Deconstructing Defaunation Updated for 2024

Updated: 26/03/2024

Many species globally are threatened by numerous biotic and abiotic stressors, resulting in declining population and shifts in ecosystem functioning.

Many species globally are threatened by numerous biotic and abiotic stressors, resulting in declining population and shifts in ecosystem functioning.

Science recently released a special issue on defaunation, which spanned seven articles detailing the recent decline in animal species diversity and abundance.  Among others, the issue included two peer-reviewed articles, an opinion piece, and an analysis of national policies tied to global and local conservation strategies.  The statistics associated with defaunation are sobering, but the issue presents a few solutions to help us curb this global environmental crisis.
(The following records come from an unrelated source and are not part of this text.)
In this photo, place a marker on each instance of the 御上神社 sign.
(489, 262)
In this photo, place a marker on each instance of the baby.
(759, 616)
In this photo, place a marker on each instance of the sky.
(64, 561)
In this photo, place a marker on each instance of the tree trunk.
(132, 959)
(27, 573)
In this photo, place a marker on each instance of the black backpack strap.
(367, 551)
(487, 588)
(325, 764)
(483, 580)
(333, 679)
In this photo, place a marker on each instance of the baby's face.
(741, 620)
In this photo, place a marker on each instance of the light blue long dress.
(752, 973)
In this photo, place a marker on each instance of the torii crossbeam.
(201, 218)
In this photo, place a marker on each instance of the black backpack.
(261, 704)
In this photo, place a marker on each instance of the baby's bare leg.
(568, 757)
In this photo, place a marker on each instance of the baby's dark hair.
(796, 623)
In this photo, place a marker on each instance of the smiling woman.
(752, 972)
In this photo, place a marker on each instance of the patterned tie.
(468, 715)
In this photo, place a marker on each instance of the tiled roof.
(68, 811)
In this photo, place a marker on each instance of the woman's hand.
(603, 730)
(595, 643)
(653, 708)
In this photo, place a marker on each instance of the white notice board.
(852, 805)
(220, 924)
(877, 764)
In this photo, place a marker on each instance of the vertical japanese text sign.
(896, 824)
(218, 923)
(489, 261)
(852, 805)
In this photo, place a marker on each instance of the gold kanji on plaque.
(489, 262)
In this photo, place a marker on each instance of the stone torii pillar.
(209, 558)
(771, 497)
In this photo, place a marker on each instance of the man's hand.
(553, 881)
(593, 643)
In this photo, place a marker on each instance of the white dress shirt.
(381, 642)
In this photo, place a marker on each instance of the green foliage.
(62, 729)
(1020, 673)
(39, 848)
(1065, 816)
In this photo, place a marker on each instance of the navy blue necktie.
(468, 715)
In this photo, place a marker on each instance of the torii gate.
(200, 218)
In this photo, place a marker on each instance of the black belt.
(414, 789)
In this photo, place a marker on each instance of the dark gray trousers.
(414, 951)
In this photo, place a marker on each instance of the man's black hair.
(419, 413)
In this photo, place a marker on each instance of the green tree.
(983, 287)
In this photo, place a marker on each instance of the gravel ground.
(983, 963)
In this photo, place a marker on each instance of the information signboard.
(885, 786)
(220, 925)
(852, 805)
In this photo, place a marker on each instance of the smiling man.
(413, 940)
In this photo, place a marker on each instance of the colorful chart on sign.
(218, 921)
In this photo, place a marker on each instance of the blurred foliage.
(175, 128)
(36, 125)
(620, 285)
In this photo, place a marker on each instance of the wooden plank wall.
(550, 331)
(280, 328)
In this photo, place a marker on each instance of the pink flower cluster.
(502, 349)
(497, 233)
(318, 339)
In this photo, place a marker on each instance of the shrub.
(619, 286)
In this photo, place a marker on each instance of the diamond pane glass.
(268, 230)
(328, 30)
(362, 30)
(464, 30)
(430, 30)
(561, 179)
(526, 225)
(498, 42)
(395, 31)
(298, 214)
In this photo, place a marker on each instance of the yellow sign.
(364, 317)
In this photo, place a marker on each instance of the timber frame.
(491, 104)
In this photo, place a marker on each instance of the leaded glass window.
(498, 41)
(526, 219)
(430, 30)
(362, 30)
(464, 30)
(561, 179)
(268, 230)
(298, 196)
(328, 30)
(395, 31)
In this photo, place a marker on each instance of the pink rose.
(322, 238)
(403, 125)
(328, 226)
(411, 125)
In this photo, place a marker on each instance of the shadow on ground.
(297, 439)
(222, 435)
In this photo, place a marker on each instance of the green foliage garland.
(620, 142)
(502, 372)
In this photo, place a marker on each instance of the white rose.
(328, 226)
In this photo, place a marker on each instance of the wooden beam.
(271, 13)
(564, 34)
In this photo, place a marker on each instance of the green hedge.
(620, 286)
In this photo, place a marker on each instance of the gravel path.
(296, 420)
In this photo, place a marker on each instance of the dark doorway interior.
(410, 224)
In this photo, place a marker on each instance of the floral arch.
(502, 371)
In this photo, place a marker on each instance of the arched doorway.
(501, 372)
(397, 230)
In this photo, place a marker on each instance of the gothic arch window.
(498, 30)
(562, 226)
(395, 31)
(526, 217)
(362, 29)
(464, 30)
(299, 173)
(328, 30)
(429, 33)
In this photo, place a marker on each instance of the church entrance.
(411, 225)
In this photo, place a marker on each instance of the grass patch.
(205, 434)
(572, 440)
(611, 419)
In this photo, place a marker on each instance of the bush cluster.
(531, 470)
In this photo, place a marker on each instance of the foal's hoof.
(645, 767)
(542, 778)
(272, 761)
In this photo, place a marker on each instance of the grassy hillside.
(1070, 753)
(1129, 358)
First, a damage assessment.  According to Defaunation in the Anthropocene, between 11,000 and 58,000 species go extinct each year.  At least 16% of all vertebrate species are endangered or threatened, and there’s been a 28% decline in their abundances since the 1970s.  Approximately 40% of invertebrate species are considered threatened, though less than 1% of described invertebrates have been assessed.  There is data to suggest that invertebrate species’ abundances are also decreasing, but it’s difficult to put an exact number on that decline since they are not as well monitored as vertebrates.  On a global scale, these statistics may be underestimated because our monitoring practices bias our data toward specific taxa.  Groups of large and charismatic organisms, like mammals and birds, get most of the attention because they are easier to monitor and more sympathetic than invertebrates, amphibians, and reptiles.  In some systems this is beneficial, where large mammals and birds are the most threatened and contribute significantly greater function to an ecosystem than smaller organisms.  However the opposite can be true in other instances, so it is critical that we prioritize greater sampling of underrepresented groups.

Additionally, there is concern that such measures of declines in species and abundance may not reflect the true extent of our ecological troubles.  Shifts in ecosystem compositions may not be reflected in a given measurement of biodiversity, yet are nonetheless indicative of environmental change.  The primary goal behind many conservation strategies has been to restore a species or population to a certain number.  While population viability is critical for any species, the authors argue that ecosystem functionality is a useful yet underutilized goal for conservationists.  With this goal, the composition of an ecosystem (i.e. the identity and abundance of resident species) can be more flexible, as long as the ecosystem functions in a similar way.  The issue with this then becomes how to measure ecosystem function, or rather, against what do we compare it?  Do we set an arbitrary time in history that we would like to restore it to, or do we attempt to maintain its function while integrated with a unique environment managed by humans?  Some proponents of the latter strategy see historical comparisons as unrealistic and uninformative, especially given our changing climate.  Regardless, restoring the functionality of ecosystems is a key predictor of the future success of not only animal and plant populations, but the human population as well.

One of the strongest arguments this issue makes derives from its use of specific economic values of animals and ecosystems.  According to the article Wildlife decline and social conflict, the harvest of land and sea animals accounts for $400 billion annually around the world.  Defaunation in the Anthropocene claims that pest control by native U.S. predators is worth approximately $4.5 billion annually, and that the decline in North American bat populations (a specific type of pest controller) has cost the agriculture industry $22 billion in lost productivity.  Insect pollinators are required for about 75% of the world’s food crops, and are therefore responsible for approximately 10% of the economic value of the entire world’s food supply.  According to the World Bank, food and agriculture represents about 10% of global GDP, which in 2012 was estimated at $72 trillion.  If we take total food supply to be approximately $7.2 trillion (again, estimating), then insect pollinators are worth around $72 billion dollars.  These estimates apply tangible figures to a broad and occasionally overwhelming issue, and may be good starting points to unite many different stakeholders under a common currency.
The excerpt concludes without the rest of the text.